Causation in the Age of the Cold War and Decolonization/Comparing Social and Cultural Effects

Comparing Social and Cultural Effects

The tension and turmoil of the Cold War era created social effects for all sides involved. For example, the proxy wars cost millions of people their lives, especially in Southeast Asia. In the Vietnam war alone, two million soldiers and two million civilians died over 20 years of conflict. Bombs destroyed villages, and chemical defoliants killed anything growing on farmlands. Families were separated and displaced. Many rural villagers left for the city, where they thought they could find safety. Saigon, the capital city, tripled in size as refugees from the countryside flooded in. Most of the fighting took place in South Vietnam, so it sustained the most damage, but North Vietnam was also bombed—especially such infrastructure as railroads and highways.

Social Tensions The Cold War created suspicions as well. Americans were afraid of communist infiltration, and some people’s careers were ruined when they were unjustly accused of being communists. In the Soviet Union, people were afraid to express their beliefs openly if they disagreed with the government. They knew they could be sent away to a political prison camp. People everywhere lived under the threat of a nuclear attack. Some people built bomb shelters where they hoped they could safely weather an atomic attack.
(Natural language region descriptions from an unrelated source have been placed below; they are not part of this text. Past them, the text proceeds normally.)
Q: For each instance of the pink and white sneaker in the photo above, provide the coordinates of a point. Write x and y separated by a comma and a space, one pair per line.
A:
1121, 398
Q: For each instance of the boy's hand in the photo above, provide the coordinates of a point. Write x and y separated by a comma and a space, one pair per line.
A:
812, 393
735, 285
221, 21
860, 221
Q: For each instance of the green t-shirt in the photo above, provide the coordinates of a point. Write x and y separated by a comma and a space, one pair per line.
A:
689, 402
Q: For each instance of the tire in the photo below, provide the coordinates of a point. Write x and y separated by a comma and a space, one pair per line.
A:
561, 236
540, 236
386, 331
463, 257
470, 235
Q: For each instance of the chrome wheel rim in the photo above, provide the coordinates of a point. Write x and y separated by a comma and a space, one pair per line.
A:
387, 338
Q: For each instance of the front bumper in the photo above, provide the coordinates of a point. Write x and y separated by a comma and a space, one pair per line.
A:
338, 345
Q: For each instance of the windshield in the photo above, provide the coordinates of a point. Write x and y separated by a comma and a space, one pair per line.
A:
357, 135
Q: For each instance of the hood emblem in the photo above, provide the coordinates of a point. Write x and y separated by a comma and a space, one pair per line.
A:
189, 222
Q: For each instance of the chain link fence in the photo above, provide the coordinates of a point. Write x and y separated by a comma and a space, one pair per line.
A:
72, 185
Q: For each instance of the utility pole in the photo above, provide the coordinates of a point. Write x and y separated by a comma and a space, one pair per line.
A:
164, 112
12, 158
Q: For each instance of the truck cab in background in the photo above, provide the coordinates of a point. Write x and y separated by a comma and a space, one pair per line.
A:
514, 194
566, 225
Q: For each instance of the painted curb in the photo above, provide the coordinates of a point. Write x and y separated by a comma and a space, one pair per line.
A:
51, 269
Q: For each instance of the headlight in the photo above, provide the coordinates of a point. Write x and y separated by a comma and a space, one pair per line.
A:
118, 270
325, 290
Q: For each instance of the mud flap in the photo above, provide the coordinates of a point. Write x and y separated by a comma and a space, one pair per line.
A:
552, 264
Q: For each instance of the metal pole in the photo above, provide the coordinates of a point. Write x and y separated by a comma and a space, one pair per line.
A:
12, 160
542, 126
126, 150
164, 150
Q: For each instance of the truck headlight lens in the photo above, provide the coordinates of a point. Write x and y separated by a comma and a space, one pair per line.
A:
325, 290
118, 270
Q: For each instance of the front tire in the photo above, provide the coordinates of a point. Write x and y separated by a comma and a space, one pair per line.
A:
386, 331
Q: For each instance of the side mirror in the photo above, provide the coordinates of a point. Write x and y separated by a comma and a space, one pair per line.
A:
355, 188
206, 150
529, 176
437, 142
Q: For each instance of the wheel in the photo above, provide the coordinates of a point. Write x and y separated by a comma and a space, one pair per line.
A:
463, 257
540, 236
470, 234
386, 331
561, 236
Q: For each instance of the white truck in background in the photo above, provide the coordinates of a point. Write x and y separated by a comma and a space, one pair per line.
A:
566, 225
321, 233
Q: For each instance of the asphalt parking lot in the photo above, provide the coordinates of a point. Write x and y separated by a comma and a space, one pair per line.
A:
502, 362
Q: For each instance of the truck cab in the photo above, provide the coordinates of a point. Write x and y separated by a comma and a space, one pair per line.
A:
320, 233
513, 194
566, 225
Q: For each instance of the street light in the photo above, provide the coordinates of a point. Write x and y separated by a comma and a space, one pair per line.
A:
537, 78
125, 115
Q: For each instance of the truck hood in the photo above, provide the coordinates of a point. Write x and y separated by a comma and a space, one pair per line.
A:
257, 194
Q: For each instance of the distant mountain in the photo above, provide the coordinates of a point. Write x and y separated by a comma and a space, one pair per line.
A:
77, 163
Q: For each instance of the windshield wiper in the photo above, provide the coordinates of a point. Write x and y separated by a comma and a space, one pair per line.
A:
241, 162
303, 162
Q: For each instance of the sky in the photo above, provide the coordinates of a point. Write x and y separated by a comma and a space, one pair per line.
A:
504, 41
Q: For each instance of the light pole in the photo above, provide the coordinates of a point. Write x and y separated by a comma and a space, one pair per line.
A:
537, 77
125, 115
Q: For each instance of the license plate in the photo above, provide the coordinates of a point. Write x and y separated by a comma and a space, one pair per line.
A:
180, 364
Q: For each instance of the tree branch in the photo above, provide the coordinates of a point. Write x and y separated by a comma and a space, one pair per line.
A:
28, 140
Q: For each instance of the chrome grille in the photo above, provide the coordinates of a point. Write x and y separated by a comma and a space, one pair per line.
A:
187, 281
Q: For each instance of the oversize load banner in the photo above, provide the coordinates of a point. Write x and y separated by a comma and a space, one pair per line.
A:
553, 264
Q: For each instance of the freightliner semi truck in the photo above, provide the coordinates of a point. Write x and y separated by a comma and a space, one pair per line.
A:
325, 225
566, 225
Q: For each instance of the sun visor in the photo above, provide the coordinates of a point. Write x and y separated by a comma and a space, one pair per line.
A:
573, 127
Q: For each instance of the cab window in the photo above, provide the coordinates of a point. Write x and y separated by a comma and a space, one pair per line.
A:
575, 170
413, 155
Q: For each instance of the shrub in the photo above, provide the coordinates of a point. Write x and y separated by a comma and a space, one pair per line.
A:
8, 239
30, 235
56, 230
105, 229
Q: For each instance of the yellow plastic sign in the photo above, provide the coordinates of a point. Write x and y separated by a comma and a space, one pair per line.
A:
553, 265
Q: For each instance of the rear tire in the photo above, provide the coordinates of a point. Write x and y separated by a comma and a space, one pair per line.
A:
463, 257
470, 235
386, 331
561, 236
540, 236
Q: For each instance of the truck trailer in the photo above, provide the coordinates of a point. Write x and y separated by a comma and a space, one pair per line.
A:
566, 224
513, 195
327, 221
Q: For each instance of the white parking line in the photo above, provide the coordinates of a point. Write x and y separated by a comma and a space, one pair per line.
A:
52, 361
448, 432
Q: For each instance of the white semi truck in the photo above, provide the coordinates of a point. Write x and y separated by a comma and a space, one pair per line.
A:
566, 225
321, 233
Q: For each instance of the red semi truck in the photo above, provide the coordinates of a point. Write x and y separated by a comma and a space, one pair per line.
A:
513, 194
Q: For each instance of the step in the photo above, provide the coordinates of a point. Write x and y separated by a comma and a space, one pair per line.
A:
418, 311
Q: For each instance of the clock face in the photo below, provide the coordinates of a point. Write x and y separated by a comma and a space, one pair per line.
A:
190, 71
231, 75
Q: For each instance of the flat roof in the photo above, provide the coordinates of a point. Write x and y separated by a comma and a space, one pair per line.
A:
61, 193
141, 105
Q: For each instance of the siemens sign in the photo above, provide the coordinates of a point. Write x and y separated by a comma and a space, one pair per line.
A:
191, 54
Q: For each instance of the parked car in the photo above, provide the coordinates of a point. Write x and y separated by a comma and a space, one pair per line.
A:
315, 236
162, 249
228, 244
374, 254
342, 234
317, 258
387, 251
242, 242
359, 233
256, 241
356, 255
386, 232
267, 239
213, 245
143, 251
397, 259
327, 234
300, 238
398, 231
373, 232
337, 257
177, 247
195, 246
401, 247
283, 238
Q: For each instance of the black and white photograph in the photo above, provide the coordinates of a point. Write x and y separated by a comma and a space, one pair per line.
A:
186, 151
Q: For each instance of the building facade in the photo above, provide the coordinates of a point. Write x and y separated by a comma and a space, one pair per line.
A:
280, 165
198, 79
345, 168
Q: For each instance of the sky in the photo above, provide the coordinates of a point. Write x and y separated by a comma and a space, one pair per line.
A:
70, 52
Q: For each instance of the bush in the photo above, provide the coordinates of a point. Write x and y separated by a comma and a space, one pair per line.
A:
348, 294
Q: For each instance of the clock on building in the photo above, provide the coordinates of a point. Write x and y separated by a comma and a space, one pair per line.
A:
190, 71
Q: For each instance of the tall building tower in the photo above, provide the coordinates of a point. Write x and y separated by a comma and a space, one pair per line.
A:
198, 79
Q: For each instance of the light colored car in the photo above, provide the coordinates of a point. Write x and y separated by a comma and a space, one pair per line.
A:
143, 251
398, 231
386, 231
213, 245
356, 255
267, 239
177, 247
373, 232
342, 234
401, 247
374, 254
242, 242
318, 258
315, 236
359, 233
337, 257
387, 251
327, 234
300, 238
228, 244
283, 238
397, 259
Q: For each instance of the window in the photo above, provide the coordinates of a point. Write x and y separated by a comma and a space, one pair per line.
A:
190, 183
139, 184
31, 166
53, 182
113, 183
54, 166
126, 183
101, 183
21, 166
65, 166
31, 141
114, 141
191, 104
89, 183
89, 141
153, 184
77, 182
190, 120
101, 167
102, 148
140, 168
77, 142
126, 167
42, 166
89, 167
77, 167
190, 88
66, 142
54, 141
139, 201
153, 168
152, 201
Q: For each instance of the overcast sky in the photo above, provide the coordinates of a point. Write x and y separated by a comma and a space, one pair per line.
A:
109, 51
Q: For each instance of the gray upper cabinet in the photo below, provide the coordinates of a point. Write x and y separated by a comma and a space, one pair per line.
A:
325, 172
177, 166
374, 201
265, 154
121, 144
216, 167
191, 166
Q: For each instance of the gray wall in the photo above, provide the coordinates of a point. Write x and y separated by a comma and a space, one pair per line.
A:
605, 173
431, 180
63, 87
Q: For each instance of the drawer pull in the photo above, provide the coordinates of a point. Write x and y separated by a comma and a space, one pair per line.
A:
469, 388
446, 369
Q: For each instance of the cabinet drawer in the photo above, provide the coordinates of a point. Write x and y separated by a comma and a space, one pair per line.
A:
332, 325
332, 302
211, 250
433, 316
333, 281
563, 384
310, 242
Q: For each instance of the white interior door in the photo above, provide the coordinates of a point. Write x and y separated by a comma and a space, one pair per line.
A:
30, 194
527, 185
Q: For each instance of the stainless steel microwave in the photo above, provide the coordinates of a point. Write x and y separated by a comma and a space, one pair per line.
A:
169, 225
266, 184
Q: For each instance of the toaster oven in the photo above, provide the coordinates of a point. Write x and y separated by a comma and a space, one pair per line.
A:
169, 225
Cultural Effects With greater personal freedom, and with help from the United States, Western Europeans experienced a cultural rebirth after World War II. Scientific research, music, art, and architecture flourished. Eastern Europe, in contrast, lacked freedom of expression. Because of the Cold War, governments actively blocked the spread of Western culture. The people of Eastern Europe did not see much in the way of cultural achievements beyond those that were government-sponsored or approved.

During the Cold War, many people from former colonies moved to the metropole (see Topic 8.6), furthering the blending of cultures. At the same time, the imperial powers left a legacy of culture in their former colonies, including the languages spoken, as the chart below shows.

Book illustration

In places where a Cold War superpower had maintained order, such as Afghanistan and Yugoslavia, violent culture clashes occurred when the superpower retreated. In Yugoslavia, for example, which had been stitched together and annexed to Serbia after World War I, ethnic tensions flared as Serbia’s ultra-nationalist president, Slobodan Milosevic, pitted one group against another to strengthen his own position after the fall of the Soviet Union left a power vacuum. Wars in the region took tens of thousands of lives and created hundreds of thousands of refugees.(Connect: Analyze the changing goals for both superpowers during the Cold War. See Topics 8.1, 8.3, and 8.8.)